Well, I'm getting organized for another trial this coming weekend, but this time as a regular spectator. This past weekend, though ... well, that was something pretty wonderful. My dear and wise friend, Teresa Yamamoto, invited me to come judge her Kelly Hill sheepdog trial up there north of Kettle Falls. Spectacularly beautiful country, wild and remote, and a trial to match.

It really was a wonderful experience. To have the privilege to watch and offer my opinions on the work of some 38 dog/handler teams was amazing. (And yes, that's a fairly small trial but my little hobbit brain worked very hard!) I knew in the abstract what to watch for: gauging influences of the field, the sheep and weather against whatever the dogs may be doing, maintaining fairness across all runs, striving for consistency, weighing point deductions against whatever's happening on the field throughout the day, etc. etc. etc.

But honestly, watching that many runs that intently is a heck of a learning experience. Every run has a lesson to offer. From the dogs and how they handled the field (a long mowed fetch after a mostly-blind hill outrun) to the handlers and how they ran their dogs, there was a lot to learn. So much to evaluate and weigh and consider, from things I could let slide to things I had to nix as unacceptable to my idea of good sheep work.

To my surprise, I found I honestly enjoyed the whole thing. There's a heck of a lot to keep track of and I maintained a crib sheet of shorthand-ish notes for every run. Sue MacDonald was my course director and did a fabulous job of cracking the whip to keep things going plus diplomatically offering support if I needed it. She also showed me a clever new way of keeping notes more efficiently, in the unlikely event that I ever judge again - super cool! And though I had to work to keep my focus sharp by Sunday afternoon, I found myself drawn into the runs keenly enough to make the job enjoyable.

Overall, I think things went well. I did everything in my power to maintain consistency across the board and to date, I haven't heard any complaints. Maybe somebody somewhere is chanting my name over a voodoo doll, but so far, so good! In fact, though the majority of people up there were not personally known to me, they were a remarkably good natured lot. When a nearby thunderstorm necessitated a halt to proceedings, and when we had to pause again for escaped sheep or moving sheep up from exhaust, the folks over in the peanut gallery never lost their senses of humor. That was pretty cool.

But perhaps the nicest thing of all was this: Kelly Hill was a tough trial with tricky, challenging sheep and rather variable weather.
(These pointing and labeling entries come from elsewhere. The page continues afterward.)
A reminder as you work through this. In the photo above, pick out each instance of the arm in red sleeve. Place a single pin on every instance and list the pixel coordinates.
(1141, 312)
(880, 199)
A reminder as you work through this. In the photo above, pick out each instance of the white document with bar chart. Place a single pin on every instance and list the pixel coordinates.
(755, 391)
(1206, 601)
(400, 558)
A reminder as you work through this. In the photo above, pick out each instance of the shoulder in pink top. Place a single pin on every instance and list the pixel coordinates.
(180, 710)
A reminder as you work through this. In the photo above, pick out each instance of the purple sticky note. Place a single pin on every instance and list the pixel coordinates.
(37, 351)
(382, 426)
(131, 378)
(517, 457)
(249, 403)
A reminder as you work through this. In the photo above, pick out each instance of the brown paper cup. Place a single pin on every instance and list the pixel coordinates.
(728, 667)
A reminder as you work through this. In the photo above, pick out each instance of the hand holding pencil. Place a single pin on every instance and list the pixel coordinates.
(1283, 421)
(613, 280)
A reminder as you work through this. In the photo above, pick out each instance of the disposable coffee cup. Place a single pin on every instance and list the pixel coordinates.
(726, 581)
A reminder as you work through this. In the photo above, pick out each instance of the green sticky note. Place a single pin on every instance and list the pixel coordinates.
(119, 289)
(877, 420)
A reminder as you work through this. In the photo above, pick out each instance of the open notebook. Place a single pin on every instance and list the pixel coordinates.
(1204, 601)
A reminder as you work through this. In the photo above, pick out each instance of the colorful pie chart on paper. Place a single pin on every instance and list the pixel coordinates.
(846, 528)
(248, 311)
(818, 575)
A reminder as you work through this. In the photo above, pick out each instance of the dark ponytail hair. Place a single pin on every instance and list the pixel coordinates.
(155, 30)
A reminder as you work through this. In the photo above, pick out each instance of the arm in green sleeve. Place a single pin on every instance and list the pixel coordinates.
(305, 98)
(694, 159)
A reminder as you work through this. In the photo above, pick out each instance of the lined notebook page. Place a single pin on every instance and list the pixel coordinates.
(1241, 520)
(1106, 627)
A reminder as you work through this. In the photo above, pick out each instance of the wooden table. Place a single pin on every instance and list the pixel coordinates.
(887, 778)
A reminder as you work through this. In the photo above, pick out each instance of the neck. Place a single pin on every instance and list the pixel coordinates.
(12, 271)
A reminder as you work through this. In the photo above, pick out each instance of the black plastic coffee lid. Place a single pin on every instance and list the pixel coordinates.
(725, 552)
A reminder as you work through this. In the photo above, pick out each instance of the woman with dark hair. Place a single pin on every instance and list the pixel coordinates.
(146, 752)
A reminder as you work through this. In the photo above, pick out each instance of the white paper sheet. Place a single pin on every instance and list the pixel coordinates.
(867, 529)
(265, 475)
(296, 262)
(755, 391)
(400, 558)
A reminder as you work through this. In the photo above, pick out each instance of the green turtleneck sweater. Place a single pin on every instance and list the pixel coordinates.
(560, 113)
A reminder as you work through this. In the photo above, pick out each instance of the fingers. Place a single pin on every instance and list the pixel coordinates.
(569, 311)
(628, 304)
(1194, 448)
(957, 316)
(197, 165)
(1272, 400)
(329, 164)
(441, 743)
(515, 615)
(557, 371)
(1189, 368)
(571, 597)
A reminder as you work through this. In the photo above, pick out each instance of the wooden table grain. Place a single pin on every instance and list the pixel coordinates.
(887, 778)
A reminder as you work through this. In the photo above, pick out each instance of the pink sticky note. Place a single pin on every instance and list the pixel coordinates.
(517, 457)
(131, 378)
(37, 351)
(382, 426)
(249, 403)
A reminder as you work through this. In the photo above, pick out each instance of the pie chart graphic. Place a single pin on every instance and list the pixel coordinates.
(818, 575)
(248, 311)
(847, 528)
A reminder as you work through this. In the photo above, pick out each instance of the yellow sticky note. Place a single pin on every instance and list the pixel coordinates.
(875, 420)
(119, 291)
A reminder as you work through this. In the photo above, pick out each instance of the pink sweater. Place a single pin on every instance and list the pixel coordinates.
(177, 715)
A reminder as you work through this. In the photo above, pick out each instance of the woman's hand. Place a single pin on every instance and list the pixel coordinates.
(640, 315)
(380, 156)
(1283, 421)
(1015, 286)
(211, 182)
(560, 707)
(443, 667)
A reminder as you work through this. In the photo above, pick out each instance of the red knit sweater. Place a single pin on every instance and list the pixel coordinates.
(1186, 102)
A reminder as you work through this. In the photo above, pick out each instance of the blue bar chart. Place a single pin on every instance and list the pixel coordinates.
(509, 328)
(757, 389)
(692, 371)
Dogs got lost on the outrun, hung up on set out, or outsmarted by runaway sheep ... and yet virtually every handler ended their run, whether a retire or a DQ or success, by taking their dogs to the water tank and offering their partner words of thanks and praise. I think that speaks very well of the folks out there in the Pacific Northwest, and it certainly made me even more glad to be offered the chance to lend my services.
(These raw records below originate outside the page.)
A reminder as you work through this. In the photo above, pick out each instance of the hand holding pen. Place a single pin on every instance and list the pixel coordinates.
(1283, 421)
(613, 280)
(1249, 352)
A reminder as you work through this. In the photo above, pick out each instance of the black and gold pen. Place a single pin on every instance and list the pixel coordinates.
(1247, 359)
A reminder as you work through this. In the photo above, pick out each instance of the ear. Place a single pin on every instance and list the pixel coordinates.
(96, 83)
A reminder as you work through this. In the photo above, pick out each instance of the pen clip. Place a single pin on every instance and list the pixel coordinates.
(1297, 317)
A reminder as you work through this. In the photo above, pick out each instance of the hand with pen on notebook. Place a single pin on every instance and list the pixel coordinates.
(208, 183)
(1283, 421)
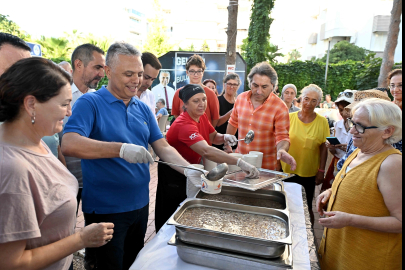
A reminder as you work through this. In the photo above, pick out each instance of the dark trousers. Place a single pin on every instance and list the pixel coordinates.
(309, 185)
(128, 239)
(171, 191)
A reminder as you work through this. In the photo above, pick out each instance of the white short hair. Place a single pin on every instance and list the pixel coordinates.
(383, 114)
(312, 88)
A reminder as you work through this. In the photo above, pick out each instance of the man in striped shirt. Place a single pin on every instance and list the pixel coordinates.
(267, 115)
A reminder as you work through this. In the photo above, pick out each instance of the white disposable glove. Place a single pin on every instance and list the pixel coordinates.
(193, 181)
(249, 169)
(135, 154)
(230, 140)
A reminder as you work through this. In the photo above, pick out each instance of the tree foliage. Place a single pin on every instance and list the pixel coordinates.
(258, 44)
(294, 55)
(8, 26)
(344, 50)
(350, 74)
(157, 41)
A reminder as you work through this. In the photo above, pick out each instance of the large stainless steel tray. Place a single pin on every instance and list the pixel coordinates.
(263, 197)
(222, 260)
(232, 242)
(267, 177)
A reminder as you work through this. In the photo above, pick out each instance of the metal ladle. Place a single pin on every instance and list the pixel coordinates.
(215, 174)
(249, 137)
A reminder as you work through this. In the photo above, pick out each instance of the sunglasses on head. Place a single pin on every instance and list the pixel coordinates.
(346, 94)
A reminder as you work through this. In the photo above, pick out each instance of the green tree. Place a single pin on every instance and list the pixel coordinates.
(8, 26)
(205, 47)
(55, 47)
(294, 55)
(258, 45)
(344, 50)
(157, 41)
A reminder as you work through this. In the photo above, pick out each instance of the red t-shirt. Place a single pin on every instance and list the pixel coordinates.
(185, 132)
(212, 110)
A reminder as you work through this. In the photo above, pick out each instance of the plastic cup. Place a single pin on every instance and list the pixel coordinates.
(259, 158)
(211, 187)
Many thanks to everyone who helped keep this trial on its wheels, including but not limited to Ron Green, who judged Friday's Pro Novice, Nursery and Ranch classes, (and who thus gave me the chance to get my mind situated while acting as his course director,) Norm and Vickie Close who stepped in countless times to help in many ways, Jan Staroski my tireless and organized scribe, Sue and George MacDonald for being my course directors and moral support, and especially our amazing, super-human setout crew including, Alison Deilke, Susan Crocker, Sue McLean, Cam Lefler, (the only person I've ever seen jog up and down hills in 95 degree heat with a cast iron post pounder over his shoulder - Semper Fi!) - plus Lee Lumb and Noelle Williams, and everyone else who braved the heat, hills and wiley sheep to do their jobs ... and a dozen more people I can't think of right now. Plus Gaynor Edwards who drove me up to Tea's place and Cam who drove me back to the airport. It takes a village and my pal Tea gathered an awfully good one to pull off the (hopefully) First Annual Kelly Hill Sheepdog Trial.

Thanks, everyone, for all you do. This was a weekend to remember.